La variante omicron minaccia le Olimpiadi invernali di Pechino. A poche settimane dall’inizio dei giochi olimpici, il Partito Comunista Cinese è costretto a stringere le misure per contrastare la diffusione del Covid-19, in base alla strategia della tolleranza zero. La maggior parte delle infezioni finora è stata rilevata a Tianjin, dove il 9 dicembre è stato riscontrato il primo caso cinese di omicron. Tuttavia, la scoperta nel fine settimana di un caso della nuova variante nel distretto di Haidian di Pechino ha fatto alzare il livello di allerta, spingendo le autorità a sospendere gli spostamenti da e verso il quartiere della capitale cinese e avviare controlli e test di massa per i residenti.

La città sede del potere politico cinese è sotto i riflettori internazionali. Pechino e la vicina provincia dello Hebei si stanno preparando per l’arrivo di migliaia di atleti, funzionari e giornalisti in vista delle Olimpiadi. Sulla scia dei recenti giochi olimpici che si sono tenuti a Tokyo, in Giappone, il grande evento sportivo cinese si svolgerà in una “bolla chiusa” che manterrà gli atleti e il personale dei giochi separati dai cittadini cinesi. La maggior parte dei partecipanti arriverà su speciali aerei charter: prima di imbarcarsi sui voli, tutti i passeggeri devono fornire due test negativi al Covid-19; una volta arrivati all’aeroporto di Pechino, a tutti sarà misurata la temperatura e nuovamente ci si dovrà sottoporre a tamponi nasali e faringei, prima del trasferimento in bus al villaggio olimpico.

Per far fronte alla diffusione della variante omicron, che ormai ha raggiunto anche i centri finanziari di Shanghai e Shenzhen, nella provincia del Guangdong, il comitato organizzatore delle Olimpiadi di Pechino, in accordo con il Comitato Olimpico Internazionale (Cio) che è già presente nella capitale cinese con suo personale per allestire il grande evento a cinque cerchi, ha deciso che i biglietti i giochi olimpici invernali, che inizieranno il 4 febbraio, saranno distribuiti a gruppi di persone “mirati” e non saranno venduti al grande pubblico.

Ma anche i fortunati che avranno la possibilità di assistere alle gare dovranno osservare le rigide misure di prevenzione del Covid prima, durante e dopo aver partecipato agli eventi olimpici: gli atleti dovranno essere vaccinati – o affrontare una lunga quarantena – fare test ogni giorno e indossare mascherine quando non gareggiano o non si allenano. Per il comitato, l’attuale situazione è grave e complessa e sono necessari interventi concreti per proteggere la sicurezza del personale e degli spettatori delle Olimpiadi.

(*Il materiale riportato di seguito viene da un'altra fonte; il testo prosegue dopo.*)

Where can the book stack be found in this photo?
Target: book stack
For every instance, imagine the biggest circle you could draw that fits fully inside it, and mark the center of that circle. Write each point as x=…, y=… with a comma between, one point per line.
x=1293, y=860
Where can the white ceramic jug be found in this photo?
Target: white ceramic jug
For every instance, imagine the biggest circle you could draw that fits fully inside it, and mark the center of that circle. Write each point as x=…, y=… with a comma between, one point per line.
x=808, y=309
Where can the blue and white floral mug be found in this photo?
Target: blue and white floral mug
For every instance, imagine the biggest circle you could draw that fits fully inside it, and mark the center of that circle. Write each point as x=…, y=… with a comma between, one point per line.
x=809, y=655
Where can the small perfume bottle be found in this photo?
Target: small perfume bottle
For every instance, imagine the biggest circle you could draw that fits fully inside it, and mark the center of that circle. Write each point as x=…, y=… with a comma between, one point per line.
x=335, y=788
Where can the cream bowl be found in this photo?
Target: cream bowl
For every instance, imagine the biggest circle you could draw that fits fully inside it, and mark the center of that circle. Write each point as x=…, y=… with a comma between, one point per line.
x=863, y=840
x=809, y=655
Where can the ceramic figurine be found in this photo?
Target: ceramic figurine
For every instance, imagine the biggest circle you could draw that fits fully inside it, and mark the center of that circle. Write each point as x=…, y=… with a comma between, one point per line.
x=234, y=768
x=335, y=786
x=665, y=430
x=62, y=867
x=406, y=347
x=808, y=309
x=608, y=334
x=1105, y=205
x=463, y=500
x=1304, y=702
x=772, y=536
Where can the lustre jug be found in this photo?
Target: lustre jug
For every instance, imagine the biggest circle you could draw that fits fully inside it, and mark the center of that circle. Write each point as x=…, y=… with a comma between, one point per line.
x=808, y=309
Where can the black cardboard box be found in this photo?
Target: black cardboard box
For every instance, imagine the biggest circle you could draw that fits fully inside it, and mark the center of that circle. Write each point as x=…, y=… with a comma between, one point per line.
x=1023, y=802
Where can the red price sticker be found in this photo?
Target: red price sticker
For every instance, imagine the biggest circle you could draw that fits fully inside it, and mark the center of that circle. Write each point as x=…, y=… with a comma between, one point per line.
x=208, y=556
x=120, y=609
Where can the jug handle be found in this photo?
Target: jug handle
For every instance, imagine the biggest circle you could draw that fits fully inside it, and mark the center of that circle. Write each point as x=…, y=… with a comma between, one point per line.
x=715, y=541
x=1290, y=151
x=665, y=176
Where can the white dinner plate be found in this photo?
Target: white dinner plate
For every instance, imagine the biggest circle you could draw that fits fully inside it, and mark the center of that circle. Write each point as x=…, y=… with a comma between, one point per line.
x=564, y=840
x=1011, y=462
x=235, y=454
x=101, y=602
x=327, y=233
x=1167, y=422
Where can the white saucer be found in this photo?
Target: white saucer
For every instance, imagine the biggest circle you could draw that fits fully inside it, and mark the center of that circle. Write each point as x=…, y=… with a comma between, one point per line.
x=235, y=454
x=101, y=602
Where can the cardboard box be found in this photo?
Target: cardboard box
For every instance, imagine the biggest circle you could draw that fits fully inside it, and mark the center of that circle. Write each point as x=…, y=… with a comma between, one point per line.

La decisione segna un’ulteriore stretta rispetto a quanto dichiarato lo scorso settembre dagli organizzatori, secondo i quali non ci sarebbero stati spettatori internazionali ai giochi, in base alle politiche di prevenzione del Covid che hanno chiuso i confini della Cina dall’inizio della pandemia.

Anche prima della rilevazione del caso omicron, Pechino aveva adottato precauzioni estreme per tenere lontano il virus dalla città: i viaggi nella capitale dalle aree del paese colpite dal Covid-19 sono stati limitati. Decine di voli internazionali e nazionali verso la città sono stati sospesi. E i residenti di Pechino sono stati esortati a non viaggiare durante le imminenti vacanze del capodanno lunare.

Secondo le autorità cinesi, il contagio di omicron nella capitale è attribuibile al contatto del contagiato con un pacco postale inviato dal Canada, che ha transitato negli Stati Uniti e Hong Kong prima di arrivare a Pechino. Per questo le autorità cinesi stanno esortando i cittadini a non ordinare prodotti provenienti dall’estero.

Nonostante la tesi sul contagio da contatto di oggetti sia stata messa in dubbio da numerosi scienziati, il governo centrale cerca di individuare una ragione dell’arrivo di omicron nel paese che ha chiuso le sue frontiere dal primo caso registrato a Wuhan all’inizio del 2020. Ed è un tentativo per dimostrare l’efficacia della strategia “tolleranza zero Covid” ai paesi occidentali. Ma il costo che la Cina sta pagando per fronteggiare la pandemia, anche in termini economici, è alto. E non senza polemiche da parte della popolazione: più di 20 milioni di persone in sei città sono ancora in isolamento dopo i recenti focolai.